Gentoo Archives: gentoo-user

From: Michael Orlitzky <michael@××××××××.com>
To: gentoo-user@l.g.o
Subject: Re: [gentoo-user] php CURRENT_TIMESTAMP vs NOW()
Date: Fri, 28 Dec 2012 07:02:18
Message-Id: 50DD43A9.3000508@orlitzky.com
In Reply to: [gentoo-user] php CURRENT_TIMESTAMP vs NOW() by Joseph
1 On 12/28/2012 01:44 AM, Joseph wrote:
2 > I'm not a PHP programmer but I'll try to explain my problem.

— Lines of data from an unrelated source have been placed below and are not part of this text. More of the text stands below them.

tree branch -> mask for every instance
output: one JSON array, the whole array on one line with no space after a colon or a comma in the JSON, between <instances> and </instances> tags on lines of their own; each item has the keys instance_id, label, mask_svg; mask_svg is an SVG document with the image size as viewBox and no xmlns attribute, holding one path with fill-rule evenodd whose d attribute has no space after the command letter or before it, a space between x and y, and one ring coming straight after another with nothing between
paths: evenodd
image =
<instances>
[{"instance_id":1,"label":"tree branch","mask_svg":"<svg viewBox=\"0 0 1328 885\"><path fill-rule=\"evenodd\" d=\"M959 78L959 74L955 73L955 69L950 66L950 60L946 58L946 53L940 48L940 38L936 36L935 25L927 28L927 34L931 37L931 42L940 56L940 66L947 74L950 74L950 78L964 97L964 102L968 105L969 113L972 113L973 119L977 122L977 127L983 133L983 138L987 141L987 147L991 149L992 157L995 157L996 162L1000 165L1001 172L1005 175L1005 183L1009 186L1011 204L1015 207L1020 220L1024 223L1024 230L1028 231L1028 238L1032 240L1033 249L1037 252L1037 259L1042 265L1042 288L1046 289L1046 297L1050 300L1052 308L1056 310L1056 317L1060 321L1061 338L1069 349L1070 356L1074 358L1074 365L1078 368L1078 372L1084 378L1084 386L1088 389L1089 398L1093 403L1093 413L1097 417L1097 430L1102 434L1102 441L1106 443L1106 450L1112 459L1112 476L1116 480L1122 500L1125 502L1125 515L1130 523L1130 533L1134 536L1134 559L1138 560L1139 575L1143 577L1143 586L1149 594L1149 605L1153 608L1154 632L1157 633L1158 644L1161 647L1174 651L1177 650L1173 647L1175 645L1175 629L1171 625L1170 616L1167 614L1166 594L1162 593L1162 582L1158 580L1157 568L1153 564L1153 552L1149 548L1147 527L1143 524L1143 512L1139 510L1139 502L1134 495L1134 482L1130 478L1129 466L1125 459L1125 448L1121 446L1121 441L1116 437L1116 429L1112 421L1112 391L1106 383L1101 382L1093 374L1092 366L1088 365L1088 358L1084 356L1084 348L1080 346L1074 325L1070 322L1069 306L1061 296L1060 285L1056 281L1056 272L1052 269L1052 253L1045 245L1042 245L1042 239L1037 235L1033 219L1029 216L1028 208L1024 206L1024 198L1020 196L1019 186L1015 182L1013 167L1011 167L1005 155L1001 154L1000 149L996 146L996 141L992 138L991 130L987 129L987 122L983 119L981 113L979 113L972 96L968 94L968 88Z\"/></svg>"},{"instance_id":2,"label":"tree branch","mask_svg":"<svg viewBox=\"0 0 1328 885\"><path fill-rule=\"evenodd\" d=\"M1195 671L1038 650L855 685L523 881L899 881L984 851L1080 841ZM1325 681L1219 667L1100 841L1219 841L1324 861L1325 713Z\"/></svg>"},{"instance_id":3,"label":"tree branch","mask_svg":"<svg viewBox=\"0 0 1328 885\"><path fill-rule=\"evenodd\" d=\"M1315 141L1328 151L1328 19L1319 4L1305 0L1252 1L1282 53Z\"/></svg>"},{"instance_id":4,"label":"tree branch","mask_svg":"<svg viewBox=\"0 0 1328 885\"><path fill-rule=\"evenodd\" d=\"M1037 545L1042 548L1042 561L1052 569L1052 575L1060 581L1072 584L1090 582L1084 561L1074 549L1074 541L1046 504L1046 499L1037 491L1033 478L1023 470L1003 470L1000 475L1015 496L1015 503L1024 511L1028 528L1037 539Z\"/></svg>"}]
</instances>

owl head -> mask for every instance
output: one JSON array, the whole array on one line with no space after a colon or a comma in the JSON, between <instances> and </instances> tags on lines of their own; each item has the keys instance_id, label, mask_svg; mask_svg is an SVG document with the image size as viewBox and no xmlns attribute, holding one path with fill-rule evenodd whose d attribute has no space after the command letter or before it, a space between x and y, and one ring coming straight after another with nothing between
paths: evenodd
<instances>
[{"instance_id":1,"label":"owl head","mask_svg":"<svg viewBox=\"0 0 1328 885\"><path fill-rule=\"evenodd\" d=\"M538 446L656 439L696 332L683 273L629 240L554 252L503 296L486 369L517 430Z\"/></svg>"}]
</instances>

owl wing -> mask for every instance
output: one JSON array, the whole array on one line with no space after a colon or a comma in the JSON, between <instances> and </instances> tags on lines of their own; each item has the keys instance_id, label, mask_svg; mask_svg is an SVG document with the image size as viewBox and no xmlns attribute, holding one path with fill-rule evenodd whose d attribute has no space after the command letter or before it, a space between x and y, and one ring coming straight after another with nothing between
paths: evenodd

3 > I've create table in my php database:
4 >
5 > DROP TABLE IF EXISTS visual_verify_code;
6 > CREATE TABLE visual_verify_code (
7 > oscsid varchar(32) NOT NULL,
8 > code varchar(6) NOT NULL,
9 > dt TIMESTAMP(12) NOT NULL DEFAULT NOW(),
10 > PRIMARY KEY (oscsid)
11 > );
12 >
13
14 Looks fine.
15
16
17 > It worked OK, after few days I backup my database and try to restore it, but it keeps complaining on the "dt":
18 > ERROR 1067 (42000) at line 38009: Invalid default value for 'dt'
19 >
20 > so the database is dropped but never restored. The backup data base contain:
21 >
22 > create table visual_verify_code (
23 > oscsid varchar(32) not null ,
24 > code varchar(6) not null ,
25 > dt timestamp default 'CURRENT_TIMESTAMP' not null ,
26 > PRIMARY KEY (oscsid)
27 > );
28
29
30 CURRENT_TIMESTAMP shouldn't be quoted. How are you backing up the database?